- August 2016
Personal Injury Law and Brexit
Will “Brexit” impact on your right to bring a claim if you are injured? The simple answer is “no”, at least not at present.
“Europe” has imposed on national governments a duty to give citizens certain rights which then allow them to bring claims, covering such matters as road accidents whilst abroad, package holidays and health & safety at work. These do underpin a significant proportion of claims made in this country. However, claims can only be brought in the UK because our Parliament has brought those rights into UK law.
It is thought that Brexit will not take place for at least 2 years and, until then, the UK will be obliged to comply with its obligations. By itself, Brexit will not lead to any changes in UK law so any rights which exist at present will not automatically cease. It will need a positive decision by Parliament to affect the existing rights.

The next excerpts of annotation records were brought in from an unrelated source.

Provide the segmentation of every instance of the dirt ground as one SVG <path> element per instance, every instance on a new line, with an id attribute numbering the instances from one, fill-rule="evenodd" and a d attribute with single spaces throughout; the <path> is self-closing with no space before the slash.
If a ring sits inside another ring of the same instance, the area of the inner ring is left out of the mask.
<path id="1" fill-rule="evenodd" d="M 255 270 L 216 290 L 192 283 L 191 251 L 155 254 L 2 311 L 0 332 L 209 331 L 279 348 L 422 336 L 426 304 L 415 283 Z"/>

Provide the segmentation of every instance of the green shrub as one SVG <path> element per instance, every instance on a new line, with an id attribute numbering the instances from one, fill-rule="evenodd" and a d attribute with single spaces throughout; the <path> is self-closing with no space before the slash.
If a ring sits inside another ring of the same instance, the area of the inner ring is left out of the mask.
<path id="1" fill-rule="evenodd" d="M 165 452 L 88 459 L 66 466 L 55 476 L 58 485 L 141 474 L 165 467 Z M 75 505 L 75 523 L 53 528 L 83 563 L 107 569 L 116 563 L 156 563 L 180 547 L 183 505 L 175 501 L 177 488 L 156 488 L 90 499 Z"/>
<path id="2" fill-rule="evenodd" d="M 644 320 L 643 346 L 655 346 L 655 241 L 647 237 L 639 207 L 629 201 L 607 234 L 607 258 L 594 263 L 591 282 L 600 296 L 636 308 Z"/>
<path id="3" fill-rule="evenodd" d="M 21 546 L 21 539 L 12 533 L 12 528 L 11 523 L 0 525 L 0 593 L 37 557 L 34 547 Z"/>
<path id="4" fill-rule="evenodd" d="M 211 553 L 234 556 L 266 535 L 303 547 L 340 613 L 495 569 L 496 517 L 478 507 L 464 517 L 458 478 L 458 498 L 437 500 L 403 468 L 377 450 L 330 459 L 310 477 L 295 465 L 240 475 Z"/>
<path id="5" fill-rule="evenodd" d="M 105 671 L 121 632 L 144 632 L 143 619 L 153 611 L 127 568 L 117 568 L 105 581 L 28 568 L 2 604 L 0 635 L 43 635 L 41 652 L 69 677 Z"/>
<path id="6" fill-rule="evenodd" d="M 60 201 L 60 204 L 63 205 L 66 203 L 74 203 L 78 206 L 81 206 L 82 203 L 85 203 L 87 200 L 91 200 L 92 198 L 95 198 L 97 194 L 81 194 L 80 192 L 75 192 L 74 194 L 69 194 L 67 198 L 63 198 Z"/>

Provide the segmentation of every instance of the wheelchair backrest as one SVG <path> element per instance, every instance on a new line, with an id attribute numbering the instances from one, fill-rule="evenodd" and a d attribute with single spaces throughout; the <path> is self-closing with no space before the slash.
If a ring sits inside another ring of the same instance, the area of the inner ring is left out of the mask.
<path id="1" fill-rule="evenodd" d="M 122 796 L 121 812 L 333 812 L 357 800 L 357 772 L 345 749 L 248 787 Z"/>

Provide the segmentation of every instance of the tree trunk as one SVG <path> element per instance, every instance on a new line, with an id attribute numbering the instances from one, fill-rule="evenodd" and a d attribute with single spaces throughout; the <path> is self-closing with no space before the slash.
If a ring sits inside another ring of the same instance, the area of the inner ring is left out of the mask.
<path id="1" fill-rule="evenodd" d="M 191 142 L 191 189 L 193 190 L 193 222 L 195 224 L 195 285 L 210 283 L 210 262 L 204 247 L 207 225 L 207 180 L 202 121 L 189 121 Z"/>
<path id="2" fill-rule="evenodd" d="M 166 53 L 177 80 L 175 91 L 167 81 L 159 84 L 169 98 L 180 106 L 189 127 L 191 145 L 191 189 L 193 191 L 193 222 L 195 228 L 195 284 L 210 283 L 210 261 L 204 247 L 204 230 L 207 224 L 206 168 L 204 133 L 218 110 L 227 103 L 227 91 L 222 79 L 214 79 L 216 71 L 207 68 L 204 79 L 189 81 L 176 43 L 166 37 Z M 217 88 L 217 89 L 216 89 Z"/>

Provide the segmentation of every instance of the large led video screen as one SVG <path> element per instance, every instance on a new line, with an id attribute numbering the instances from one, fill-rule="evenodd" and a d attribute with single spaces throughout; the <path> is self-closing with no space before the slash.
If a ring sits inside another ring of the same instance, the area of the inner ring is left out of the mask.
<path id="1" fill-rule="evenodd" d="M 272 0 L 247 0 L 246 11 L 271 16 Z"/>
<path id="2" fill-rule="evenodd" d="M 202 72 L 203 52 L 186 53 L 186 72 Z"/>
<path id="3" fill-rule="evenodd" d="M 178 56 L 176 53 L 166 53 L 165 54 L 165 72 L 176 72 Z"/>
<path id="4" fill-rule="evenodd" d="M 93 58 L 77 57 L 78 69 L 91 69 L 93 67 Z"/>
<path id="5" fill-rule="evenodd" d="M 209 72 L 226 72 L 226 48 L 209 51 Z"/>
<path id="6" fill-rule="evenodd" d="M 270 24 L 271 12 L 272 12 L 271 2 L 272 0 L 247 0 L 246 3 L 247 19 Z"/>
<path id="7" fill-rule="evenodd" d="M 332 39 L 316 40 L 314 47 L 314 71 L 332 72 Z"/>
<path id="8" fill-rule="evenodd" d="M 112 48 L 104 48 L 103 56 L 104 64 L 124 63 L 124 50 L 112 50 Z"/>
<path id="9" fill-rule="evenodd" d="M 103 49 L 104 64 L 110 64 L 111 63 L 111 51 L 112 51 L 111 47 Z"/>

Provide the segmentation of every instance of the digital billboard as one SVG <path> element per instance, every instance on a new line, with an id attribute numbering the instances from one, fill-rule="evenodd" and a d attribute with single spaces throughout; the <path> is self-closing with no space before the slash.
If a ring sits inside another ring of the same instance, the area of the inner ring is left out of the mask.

If we were to leave the EU, it would be open to Parliament to amend our legislation. It is then a political question as to whether the current rights should be changed. Some commentators say that being in the EU has created much red tape and that many regulations provide unnecessary "gold-plated" protection for workers and consumers which stifle competition and growth. There may be pressure to change this. The current UK government has, for instance, already stated that it wants to reduce existing EU protections such as removing the requirement for employers to provide eyesight tests for display screen equipment users, or be required to produce written risk assessments for small, low-risk businesses. Some commentators, however, believe that EU-led employment protection is a vital cornerstone of our current labour laws and would be reluctant to see this changed, at least significantly.
What will happen in the future is uncertain. However, nothing should change for the next two years so, if you have been injured through no fault of your own, you should consult a solicitor to see what your options are.